Since we’re using inheritance to implement our matchers, we write the check for equality in two parts. The parent class Match performs the checks that all classes need to perform (in this case, that the objects being compared have the same concrete class). If the child class needs to do any more checking (for example, that the characters in two Lit objects are the same) it calls up to the parent method first, then adds its own tests.

They’re Just Methods

Operator overloading relies on the fact that when Python sees a == b it calls a.__eq__(b). Similarly, a + b is “just” a call to a.__add__(b), so if we create methods with the right names, we can manipulate objects using familiar operations.

Summary

Figure 5.3 summarizes the key ideas in this chapter.
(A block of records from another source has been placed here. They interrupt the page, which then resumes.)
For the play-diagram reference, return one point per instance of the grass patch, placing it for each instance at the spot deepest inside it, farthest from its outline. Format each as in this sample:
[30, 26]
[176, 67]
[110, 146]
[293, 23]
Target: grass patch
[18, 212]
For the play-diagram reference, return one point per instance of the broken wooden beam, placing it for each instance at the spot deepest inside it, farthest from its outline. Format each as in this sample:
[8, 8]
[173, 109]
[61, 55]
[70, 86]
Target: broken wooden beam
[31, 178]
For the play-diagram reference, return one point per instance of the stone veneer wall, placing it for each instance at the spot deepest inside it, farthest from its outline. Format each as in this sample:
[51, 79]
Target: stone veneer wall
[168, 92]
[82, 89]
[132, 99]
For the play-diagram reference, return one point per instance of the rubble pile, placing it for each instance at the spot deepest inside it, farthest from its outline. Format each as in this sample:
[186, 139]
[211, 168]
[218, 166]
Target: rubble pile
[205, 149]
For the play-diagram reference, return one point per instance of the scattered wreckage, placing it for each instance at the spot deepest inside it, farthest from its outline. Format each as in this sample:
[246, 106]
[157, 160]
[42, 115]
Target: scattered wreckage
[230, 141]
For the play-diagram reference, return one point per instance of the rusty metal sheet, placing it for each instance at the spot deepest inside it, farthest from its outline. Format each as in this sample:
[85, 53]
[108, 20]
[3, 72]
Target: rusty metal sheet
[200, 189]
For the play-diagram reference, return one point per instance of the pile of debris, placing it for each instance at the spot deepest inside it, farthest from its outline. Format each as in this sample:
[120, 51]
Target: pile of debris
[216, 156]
Once again, while it’s useful to understand how parsers work, please don’t create new data formats that need new parsers if you can possibly avoid it.

Concept map for parser
Figure 5.3: Parser concept map.

Exercises

Escape Characters

Modify the parser to handle escape characters, so that (for example) \* is interpreted as a literal ‘*’ character and \\ is interpreted as a literal backslash.

Character Sets

Modify the parser so that expressions like [xyz] are interpreted to mean “match any one of those three characters”. (Note that this is a shorthand for {x,y,z}.)

Negation

Modify the parser so that [!abc] is interpreted as “match anything except one of those three characters”.

Nested Lists

Write a function that accepts a string representing nested lists containing numbers and returns the actual list. For example, the input [1, [2, [3, 4], 5]] should produce the corresponding Python list.

Simple Arithmetic

Write a function that accepts a string consisting of numbers and the basic arithmetic operations +, -, *, and /, and produces a nested structure showing the operations in the correct order. For example, 1 + 2 * 3 should produce ["+", 1, ["*", 2, 3]].